The thing that is most immediately striking about this film is, of course, the magnificent action, whether the fight sequences (of course) or the chases: it’s not just the remarkable choreography, but the use of settings: towns, bamboo forests, steppes, mountains. But the story itself is one that Lee has used in many films: despite the radical difference in setting and how the story itself is expressed, it has key elements of its emotional landscape in common with Remains of the Day, covering many of the same elements of duty, of the burdens of expectations and notions of propriety, and of course of the way in which repression wastes life.

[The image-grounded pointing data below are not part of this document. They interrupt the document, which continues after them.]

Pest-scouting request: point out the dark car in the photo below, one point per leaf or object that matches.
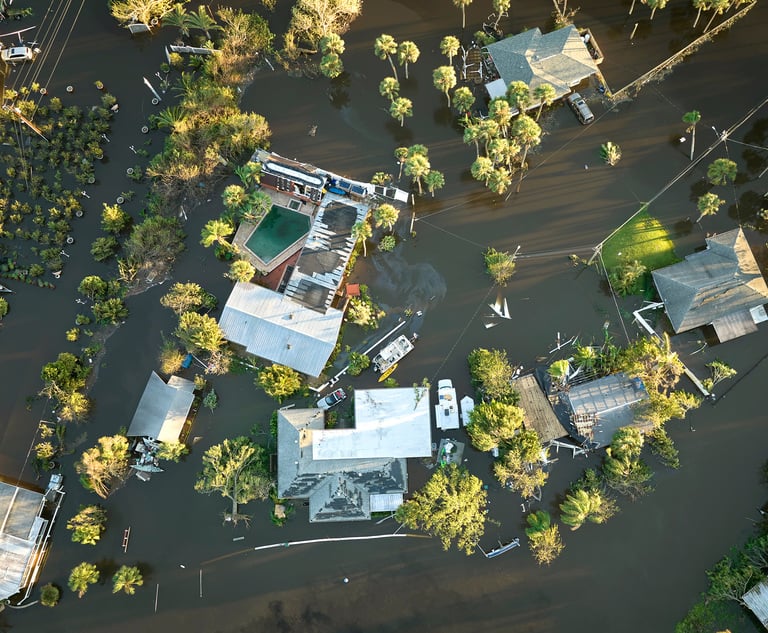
(332, 399)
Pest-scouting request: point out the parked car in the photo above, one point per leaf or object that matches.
(580, 108)
(332, 399)
(19, 54)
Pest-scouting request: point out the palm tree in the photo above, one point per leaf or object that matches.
(361, 231)
(384, 47)
(386, 215)
(407, 53)
(127, 579)
(434, 180)
(462, 4)
(528, 133)
(389, 88)
(401, 108)
(692, 118)
(331, 65)
(482, 169)
(444, 79)
(721, 171)
(215, 232)
(708, 204)
(449, 46)
(545, 94)
(81, 577)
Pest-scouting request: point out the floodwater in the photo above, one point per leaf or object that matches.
(642, 570)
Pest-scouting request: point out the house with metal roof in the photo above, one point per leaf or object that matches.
(560, 58)
(346, 474)
(27, 518)
(163, 409)
(721, 286)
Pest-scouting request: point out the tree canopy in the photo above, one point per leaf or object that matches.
(452, 506)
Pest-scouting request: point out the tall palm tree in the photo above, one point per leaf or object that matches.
(709, 204)
(407, 53)
(389, 87)
(449, 46)
(361, 231)
(384, 47)
(545, 94)
(444, 79)
(462, 4)
(721, 171)
(127, 579)
(528, 133)
(401, 108)
(692, 118)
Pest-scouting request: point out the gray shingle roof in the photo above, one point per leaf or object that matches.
(559, 58)
(163, 409)
(709, 285)
(273, 326)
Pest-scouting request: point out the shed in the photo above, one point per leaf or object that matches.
(163, 409)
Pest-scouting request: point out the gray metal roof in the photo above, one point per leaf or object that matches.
(273, 326)
(559, 58)
(21, 528)
(712, 284)
(163, 409)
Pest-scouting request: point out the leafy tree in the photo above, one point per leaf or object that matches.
(721, 171)
(400, 108)
(235, 469)
(199, 332)
(110, 311)
(144, 11)
(708, 204)
(692, 117)
(543, 537)
(278, 381)
(114, 219)
(545, 94)
(491, 374)
(444, 79)
(389, 88)
(357, 363)
(49, 595)
(462, 4)
(88, 524)
(361, 231)
(499, 265)
(103, 248)
(492, 424)
(171, 451)
(187, 297)
(81, 577)
(407, 53)
(384, 47)
(449, 46)
(241, 270)
(452, 506)
(463, 99)
(93, 287)
(127, 579)
(104, 465)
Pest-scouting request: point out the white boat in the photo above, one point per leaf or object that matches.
(392, 353)
(447, 407)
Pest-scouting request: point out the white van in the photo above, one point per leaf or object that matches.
(580, 108)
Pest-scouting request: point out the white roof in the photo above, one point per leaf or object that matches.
(272, 326)
(163, 409)
(388, 423)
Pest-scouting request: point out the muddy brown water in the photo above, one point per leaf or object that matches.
(642, 570)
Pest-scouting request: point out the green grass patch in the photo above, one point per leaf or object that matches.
(643, 239)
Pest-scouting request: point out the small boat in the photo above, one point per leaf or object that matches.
(387, 373)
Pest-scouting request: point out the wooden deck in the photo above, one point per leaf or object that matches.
(539, 415)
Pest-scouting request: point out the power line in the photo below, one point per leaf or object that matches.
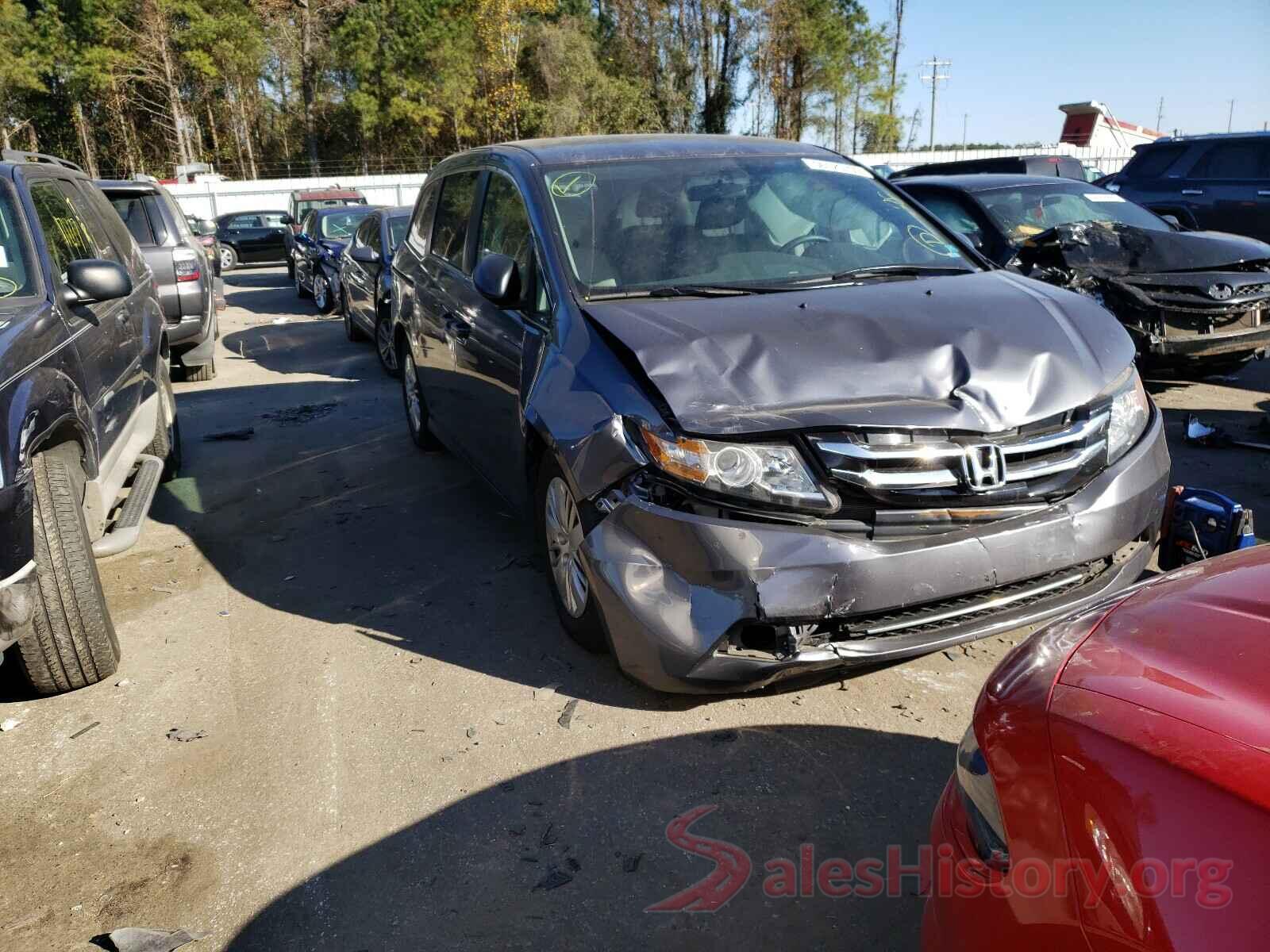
(935, 78)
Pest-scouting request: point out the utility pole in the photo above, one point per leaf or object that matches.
(935, 79)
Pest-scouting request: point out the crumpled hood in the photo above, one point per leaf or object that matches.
(981, 352)
(1117, 249)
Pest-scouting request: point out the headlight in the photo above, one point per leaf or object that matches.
(768, 473)
(979, 800)
(1130, 409)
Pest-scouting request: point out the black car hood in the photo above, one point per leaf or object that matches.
(1119, 251)
(983, 352)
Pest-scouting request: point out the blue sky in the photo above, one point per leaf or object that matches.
(1013, 63)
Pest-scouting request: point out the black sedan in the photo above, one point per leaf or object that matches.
(252, 238)
(366, 281)
(317, 251)
(1197, 302)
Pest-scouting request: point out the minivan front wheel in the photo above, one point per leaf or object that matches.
(562, 528)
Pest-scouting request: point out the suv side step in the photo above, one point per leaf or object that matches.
(126, 528)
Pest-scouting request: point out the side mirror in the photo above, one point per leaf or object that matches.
(498, 279)
(94, 279)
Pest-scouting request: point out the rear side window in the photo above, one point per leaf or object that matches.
(133, 211)
(1153, 162)
(454, 209)
(1232, 160)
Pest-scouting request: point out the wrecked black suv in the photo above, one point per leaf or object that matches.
(768, 419)
(1194, 301)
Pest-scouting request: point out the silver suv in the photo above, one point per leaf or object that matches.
(183, 272)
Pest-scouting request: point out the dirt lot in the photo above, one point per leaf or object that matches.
(356, 641)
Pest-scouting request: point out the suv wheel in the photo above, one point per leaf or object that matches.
(71, 640)
(416, 410)
(321, 292)
(384, 343)
(562, 527)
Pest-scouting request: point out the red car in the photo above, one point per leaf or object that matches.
(1113, 791)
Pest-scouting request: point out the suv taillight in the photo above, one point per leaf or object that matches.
(186, 262)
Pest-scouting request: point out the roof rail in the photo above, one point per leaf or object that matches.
(17, 155)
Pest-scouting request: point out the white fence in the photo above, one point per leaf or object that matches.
(1106, 160)
(207, 200)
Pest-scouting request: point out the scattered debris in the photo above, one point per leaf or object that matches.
(554, 880)
(305, 413)
(567, 714)
(133, 939)
(245, 433)
(184, 735)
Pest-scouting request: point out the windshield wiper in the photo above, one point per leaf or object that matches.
(903, 271)
(679, 291)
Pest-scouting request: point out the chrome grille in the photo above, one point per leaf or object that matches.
(903, 463)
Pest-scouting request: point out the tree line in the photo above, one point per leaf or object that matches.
(273, 88)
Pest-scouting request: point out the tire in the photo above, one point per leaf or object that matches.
(201, 372)
(384, 344)
(560, 526)
(71, 640)
(321, 292)
(351, 330)
(167, 442)
(416, 414)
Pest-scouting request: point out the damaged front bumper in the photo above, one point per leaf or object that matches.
(694, 603)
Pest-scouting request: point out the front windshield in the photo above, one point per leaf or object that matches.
(747, 221)
(340, 226)
(398, 228)
(16, 274)
(1028, 211)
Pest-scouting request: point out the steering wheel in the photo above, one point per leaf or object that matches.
(802, 240)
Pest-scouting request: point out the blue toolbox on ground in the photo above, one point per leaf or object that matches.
(1200, 524)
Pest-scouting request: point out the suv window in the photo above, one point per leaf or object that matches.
(65, 230)
(16, 274)
(505, 228)
(1233, 160)
(133, 211)
(454, 209)
(1153, 162)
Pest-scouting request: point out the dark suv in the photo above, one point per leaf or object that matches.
(87, 412)
(1216, 183)
(183, 272)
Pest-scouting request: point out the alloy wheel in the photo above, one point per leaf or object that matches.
(564, 536)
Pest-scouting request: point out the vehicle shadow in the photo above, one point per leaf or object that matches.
(572, 854)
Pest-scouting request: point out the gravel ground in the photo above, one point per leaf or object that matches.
(355, 649)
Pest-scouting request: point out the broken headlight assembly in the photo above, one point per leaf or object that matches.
(1130, 410)
(978, 795)
(760, 473)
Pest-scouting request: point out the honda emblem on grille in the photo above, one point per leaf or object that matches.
(984, 466)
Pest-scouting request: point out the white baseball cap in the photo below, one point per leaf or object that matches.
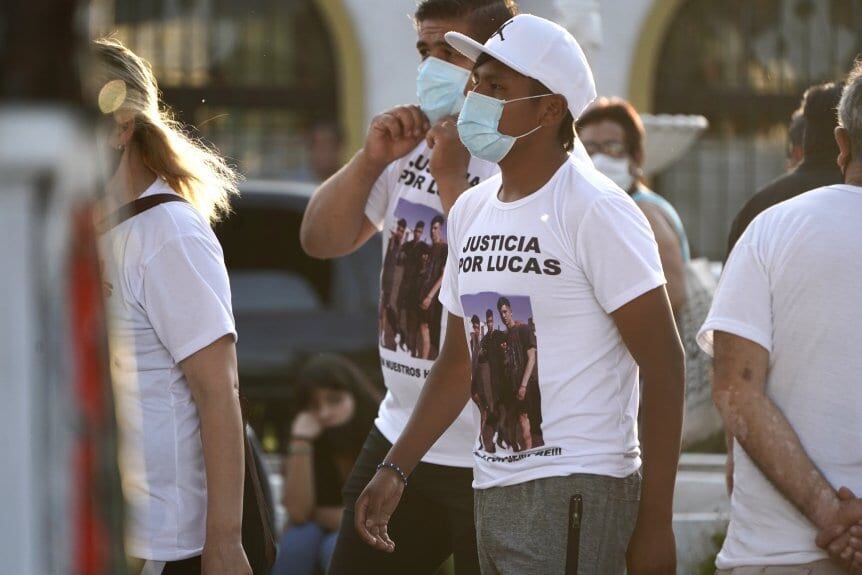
(539, 49)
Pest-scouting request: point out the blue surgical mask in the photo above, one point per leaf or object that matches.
(479, 123)
(440, 88)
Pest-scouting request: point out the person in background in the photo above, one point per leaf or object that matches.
(325, 144)
(172, 331)
(795, 140)
(337, 406)
(411, 155)
(784, 332)
(818, 167)
(613, 134)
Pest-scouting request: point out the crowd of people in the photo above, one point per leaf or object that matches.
(518, 227)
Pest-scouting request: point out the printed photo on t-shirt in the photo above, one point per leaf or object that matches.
(505, 371)
(413, 265)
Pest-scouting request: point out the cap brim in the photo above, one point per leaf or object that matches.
(472, 50)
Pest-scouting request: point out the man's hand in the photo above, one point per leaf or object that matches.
(394, 133)
(652, 549)
(842, 538)
(306, 426)
(224, 557)
(375, 507)
(450, 160)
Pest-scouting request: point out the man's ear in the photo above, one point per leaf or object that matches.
(842, 138)
(555, 110)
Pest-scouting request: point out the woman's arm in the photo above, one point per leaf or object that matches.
(214, 383)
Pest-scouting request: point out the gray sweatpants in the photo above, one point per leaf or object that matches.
(525, 529)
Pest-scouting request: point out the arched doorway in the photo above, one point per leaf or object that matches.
(253, 76)
(744, 65)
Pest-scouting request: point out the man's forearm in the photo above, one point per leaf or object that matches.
(449, 190)
(335, 214)
(443, 397)
(662, 431)
(767, 437)
(222, 439)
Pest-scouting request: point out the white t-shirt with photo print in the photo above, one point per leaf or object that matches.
(412, 271)
(551, 268)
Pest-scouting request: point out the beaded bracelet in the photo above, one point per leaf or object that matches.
(395, 468)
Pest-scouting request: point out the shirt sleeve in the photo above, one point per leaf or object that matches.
(449, 296)
(743, 300)
(378, 199)
(186, 295)
(618, 252)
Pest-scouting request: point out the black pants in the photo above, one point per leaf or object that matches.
(433, 520)
(190, 566)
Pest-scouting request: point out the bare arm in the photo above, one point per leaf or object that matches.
(670, 251)
(334, 223)
(214, 383)
(647, 328)
(444, 395)
(449, 162)
(739, 392)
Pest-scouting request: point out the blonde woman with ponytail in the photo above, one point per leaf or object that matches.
(173, 334)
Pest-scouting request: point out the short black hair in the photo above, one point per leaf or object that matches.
(620, 112)
(796, 130)
(483, 17)
(566, 133)
(820, 110)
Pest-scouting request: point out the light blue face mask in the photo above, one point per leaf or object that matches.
(479, 123)
(440, 88)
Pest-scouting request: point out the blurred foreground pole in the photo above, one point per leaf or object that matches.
(59, 493)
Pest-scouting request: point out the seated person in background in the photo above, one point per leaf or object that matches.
(613, 134)
(337, 405)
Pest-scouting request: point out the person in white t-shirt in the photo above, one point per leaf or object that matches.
(172, 332)
(784, 331)
(569, 265)
(411, 169)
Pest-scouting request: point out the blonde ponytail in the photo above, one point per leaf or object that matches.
(191, 168)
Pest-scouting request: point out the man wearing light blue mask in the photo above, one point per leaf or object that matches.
(570, 266)
(411, 170)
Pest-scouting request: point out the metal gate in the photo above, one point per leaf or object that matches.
(251, 75)
(744, 64)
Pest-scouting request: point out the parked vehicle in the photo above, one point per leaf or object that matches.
(287, 305)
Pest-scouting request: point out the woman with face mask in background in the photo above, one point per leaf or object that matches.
(337, 405)
(172, 330)
(613, 135)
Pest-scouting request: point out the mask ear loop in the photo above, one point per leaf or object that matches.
(537, 128)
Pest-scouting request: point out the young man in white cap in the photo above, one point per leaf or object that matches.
(412, 168)
(573, 256)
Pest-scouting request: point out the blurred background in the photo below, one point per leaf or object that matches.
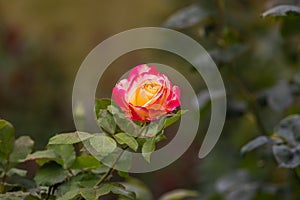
(43, 43)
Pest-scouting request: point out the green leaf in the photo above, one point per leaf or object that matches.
(101, 104)
(289, 129)
(80, 180)
(45, 154)
(104, 145)
(103, 189)
(86, 162)
(17, 171)
(124, 160)
(9, 197)
(72, 194)
(282, 11)
(153, 128)
(124, 138)
(70, 138)
(139, 188)
(88, 193)
(280, 96)
(179, 194)
(148, 148)
(255, 143)
(106, 121)
(175, 118)
(22, 147)
(50, 174)
(120, 190)
(64, 151)
(186, 17)
(7, 136)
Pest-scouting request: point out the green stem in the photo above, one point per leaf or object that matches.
(111, 169)
(5, 169)
(221, 11)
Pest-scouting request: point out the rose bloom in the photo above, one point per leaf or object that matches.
(146, 95)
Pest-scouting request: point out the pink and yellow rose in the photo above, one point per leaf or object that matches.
(146, 95)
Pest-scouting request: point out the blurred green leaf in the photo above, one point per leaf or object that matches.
(289, 129)
(186, 17)
(66, 152)
(50, 174)
(7, 136)
(106, 121)
(226, 55)
(103, 145)
(120, 190)
(86, 162)
(22, 147)
(174, 118)
(287, 157)
(282, 11)
(88, 193)
(17, 171)
(179, 194)
(101, 104)
(280, 96)
(124, 138)
(255, 143)
(70, 138)
(9, 196)
(148, 148)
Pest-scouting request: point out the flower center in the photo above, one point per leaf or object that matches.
(145, 93)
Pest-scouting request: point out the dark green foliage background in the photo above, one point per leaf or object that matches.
(255, 44)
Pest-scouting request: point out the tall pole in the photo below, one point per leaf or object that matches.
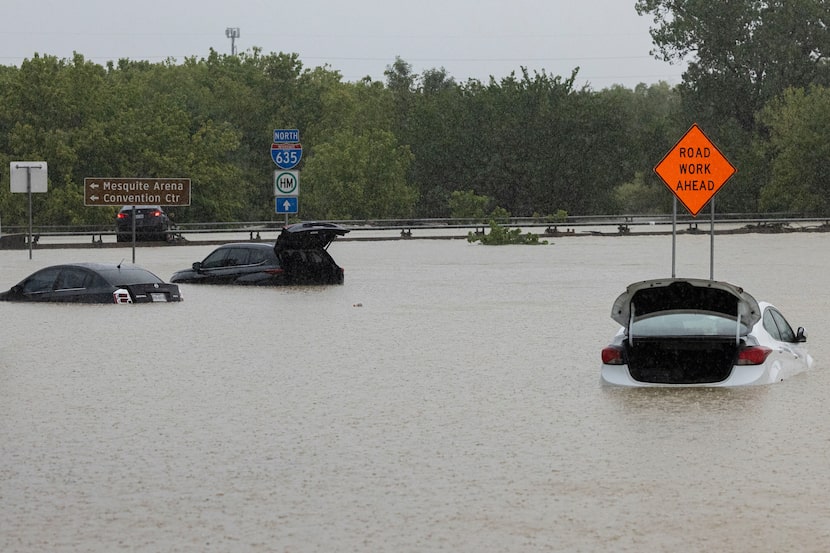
(712, 242)
(29, 191)
(674, 238)
(232, 33)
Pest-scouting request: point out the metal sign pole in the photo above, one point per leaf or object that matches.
(29, 191)
(133, 235)
(712, 242)
(674, 238)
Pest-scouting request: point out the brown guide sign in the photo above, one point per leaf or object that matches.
(136, 191)
(694, 170)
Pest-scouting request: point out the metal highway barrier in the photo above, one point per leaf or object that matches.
(16, 237)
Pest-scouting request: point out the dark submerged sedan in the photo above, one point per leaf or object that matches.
(93, 283)
(151, 223)
(299, 256)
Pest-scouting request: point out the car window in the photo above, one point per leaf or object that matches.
(695, 323)
(777, 326)
(73, 278)
(237, 256)
(41, 281)
(216, 259)
(256, 256)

That last point is addressed in two directions with Crouching Tiger, Hidden Dragon: there is the way in which the repression of feelings leads to Li Mu Bai to decide that he has wasted much of his life, but it is also central to the feminist themes that surround Yu Shu Lien and Jen Yu: their competing views on how to be in a society that denigrates what they want. One lashes out and is destroyed; the other waits for something that will come only as Li My Bai dies.
The Book of Life
Book of Life sometimes flirts with old-school love triangle, damsel-in-distress tropes, but only for as long as it takes to grab hold of them and eject them forcefully through the nearest window, something I heartily approve of. The animation style is striking and works well.
The Anchoress
This was definitely the product of a group of people who adore Bergman; the beautifully shot black and white and dealing with the stuff of everyday life as well as broader questions of faith certainly seem like a film by someone who loves Bergman’s work (although I’ll caveat that by noting my own exposure to him is pretty limited, so perhaps I’m not on target here).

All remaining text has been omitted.